On Thursday, the Swedish networking giant announced the global launch of Emodo, a mobile ad platform that lets carriers monetize their subscriber data programmatically.

The release of Emodo follows Ericsson’s surprising intention to enter the ad tech space, which it announced in March at Mobile World Congress in Barcelona.

But the move makes perfect sense, said Paul Cheng, GM of Emodo, because Ericsson can act as a neutral party to house anonymized telco data.

Regional carriers have hundreds of millions of subscribers, but they still lack the scale on their own to compete with the likes of Facebook and Google.

Carriers within a single market are also fierce competitors and partnerships don’t usually pan out, like what happened with Weve, an early attempt by UK operators O2, Vodafone and EE to pool their data for advertising. That consortium fell apart before ever really getting off the ground.

Under the auspices of Emodo, however, the idea is that carriers can work together without actually having to work together.

“We’re not a carrier, but we are global in that we serve almost all operators and carriers around the world,” Cheng said. “With this, we’re helping carriers federate themselves into a collective organization, and that gives them scale.”

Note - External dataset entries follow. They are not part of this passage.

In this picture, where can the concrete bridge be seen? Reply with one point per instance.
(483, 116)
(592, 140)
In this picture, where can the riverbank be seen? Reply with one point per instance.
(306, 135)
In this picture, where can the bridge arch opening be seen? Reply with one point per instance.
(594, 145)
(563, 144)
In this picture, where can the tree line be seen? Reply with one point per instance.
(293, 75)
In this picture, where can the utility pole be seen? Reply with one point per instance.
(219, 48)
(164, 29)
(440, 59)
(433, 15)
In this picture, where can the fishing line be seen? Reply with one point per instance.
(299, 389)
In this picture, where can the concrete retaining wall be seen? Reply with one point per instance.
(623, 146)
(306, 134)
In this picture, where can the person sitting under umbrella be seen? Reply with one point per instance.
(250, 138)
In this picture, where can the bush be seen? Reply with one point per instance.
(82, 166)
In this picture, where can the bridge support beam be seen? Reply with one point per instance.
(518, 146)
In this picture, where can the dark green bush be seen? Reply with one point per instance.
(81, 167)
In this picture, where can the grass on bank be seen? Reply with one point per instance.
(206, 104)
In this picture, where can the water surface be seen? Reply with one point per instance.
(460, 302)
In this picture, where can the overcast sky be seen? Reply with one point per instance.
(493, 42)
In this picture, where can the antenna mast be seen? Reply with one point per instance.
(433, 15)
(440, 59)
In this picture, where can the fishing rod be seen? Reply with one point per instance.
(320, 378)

Emodo, which has more than 1.3 billion anonymized user profiles, is starting out in a handful of developed markets, including the US, UK, Canada and Japan, with plans to expand to other regions.

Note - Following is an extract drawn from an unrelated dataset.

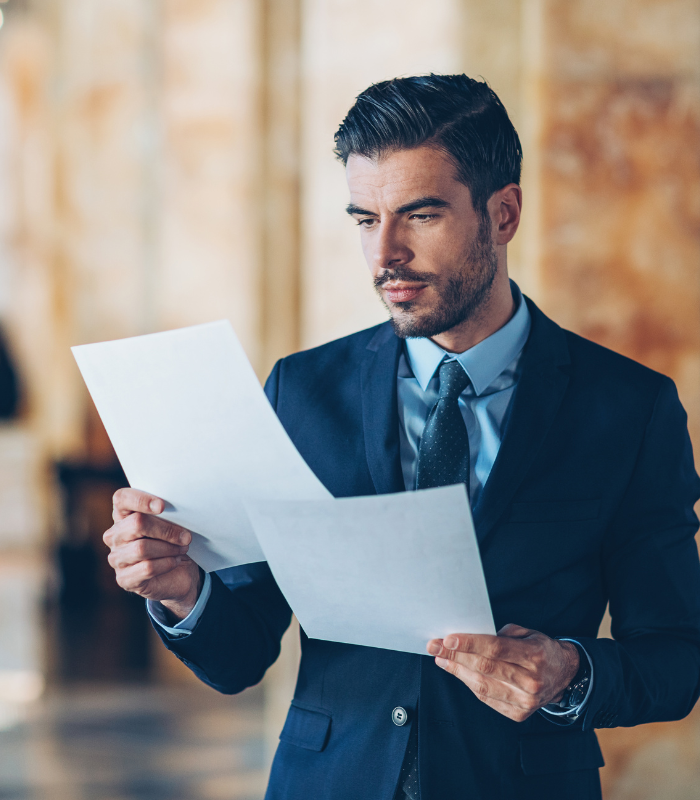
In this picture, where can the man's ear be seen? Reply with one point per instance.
(504, 207)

Although Cheng declined to say which carriers are participating or how many there are, Spanish telco Telefonica’s mobile ad exchange, Axonix, is a launch partner. Telefonica owns O2 in the UK.

Emodo built its own technology in-house and is working with several unnamed data providers to help with identity resolution.

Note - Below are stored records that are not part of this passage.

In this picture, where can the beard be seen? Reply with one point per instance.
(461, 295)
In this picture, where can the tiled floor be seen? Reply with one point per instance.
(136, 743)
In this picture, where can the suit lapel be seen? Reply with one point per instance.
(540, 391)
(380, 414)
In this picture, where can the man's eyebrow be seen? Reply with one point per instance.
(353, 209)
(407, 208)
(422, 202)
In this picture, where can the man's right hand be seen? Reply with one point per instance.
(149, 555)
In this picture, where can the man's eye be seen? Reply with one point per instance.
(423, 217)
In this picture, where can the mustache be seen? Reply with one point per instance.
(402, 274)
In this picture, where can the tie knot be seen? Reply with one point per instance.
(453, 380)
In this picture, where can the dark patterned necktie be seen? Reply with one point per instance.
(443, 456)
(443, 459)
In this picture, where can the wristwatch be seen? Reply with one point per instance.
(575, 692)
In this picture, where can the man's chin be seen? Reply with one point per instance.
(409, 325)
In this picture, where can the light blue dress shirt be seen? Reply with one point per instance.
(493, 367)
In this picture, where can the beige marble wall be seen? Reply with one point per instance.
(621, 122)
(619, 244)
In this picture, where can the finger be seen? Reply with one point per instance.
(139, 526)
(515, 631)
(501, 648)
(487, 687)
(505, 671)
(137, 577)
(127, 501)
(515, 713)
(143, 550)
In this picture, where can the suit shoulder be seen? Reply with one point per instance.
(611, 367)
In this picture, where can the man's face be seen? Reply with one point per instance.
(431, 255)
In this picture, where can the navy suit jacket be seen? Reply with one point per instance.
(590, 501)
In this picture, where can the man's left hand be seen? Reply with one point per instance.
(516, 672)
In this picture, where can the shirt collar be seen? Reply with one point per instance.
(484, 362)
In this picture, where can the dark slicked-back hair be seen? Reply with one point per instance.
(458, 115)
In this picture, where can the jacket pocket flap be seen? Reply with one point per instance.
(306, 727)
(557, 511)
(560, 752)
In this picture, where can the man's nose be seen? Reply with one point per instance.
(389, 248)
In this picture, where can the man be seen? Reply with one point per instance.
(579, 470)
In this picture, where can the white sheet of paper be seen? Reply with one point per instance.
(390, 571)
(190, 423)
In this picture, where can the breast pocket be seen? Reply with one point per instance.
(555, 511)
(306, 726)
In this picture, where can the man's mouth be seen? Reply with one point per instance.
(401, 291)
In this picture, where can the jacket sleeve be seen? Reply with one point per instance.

The value of carrier data – the fact that it’s deterministic and validated – is also what makes it dangerous. Telcos want to capitalize on their data assets, but the potential for data leakage and the need for stringent privacy protection give them pause.

All personal data that can be tied back to an individual is stripped out before it reaches Emodo, Cheng said. After all of the identifiable information is extracted, Emodo catalogs the remaining data using mobile ad IDs.

Depending on the regulations within a specific region or country, the anonymized data can then either be aggregated into audience segments for targeting or used as a panel to help publishers and advertisers verify the quality of their own data sets.

Emodo plugs into the supply side, and advertisers log in to the Emodo DMP to access the segments. In order to protect the data “from the prying eyes of the bidstream,” as Cheng called it, advertisers buy on a deal ID, which they can activate on whichever DSP they choose.

Access to “a huge scaled deterministic data set is an advantage for any publisher,” said Paul Wallace, VP of media solutions at Vice Media, another of Emodo’s launch partners.

“We’re always looking to stay at the tip of the spear when it comes to making data available to marketers,” Wallace said. “And the fact that it’s deterministic rather than probabilistic means that it’ll result in a much higher match rate when it comes to blending these audiences together for marketing purposes.”

But as enticing as that opportunity is, privacy is still paramount, and Vice, just like a carrier, is hypersensitive about how it goes to market with its subscriber data.

“We always want to protect our audience’s trust in us,” Wallace said. “And here’s a way to put our data into the marketplace in a secure fashion.”

Even so, Ericsson’s international foray into ad tech comes at a tenuous time for data collection and usage, with Europe’s sweeping General Data Protection Regulation set to take effect at the end of May.

But Cheng sees regs like GDPR as a positive for Emodo.

“We’re not the first mover on the block, carriers have tried a number of initiatives and there have been a lot of lessons learned,” Cheng said. “We’ve also learned those lessons. We have a privacy-by-design approach and a framework that allows us to be geographically tailored to comply with regional laws.”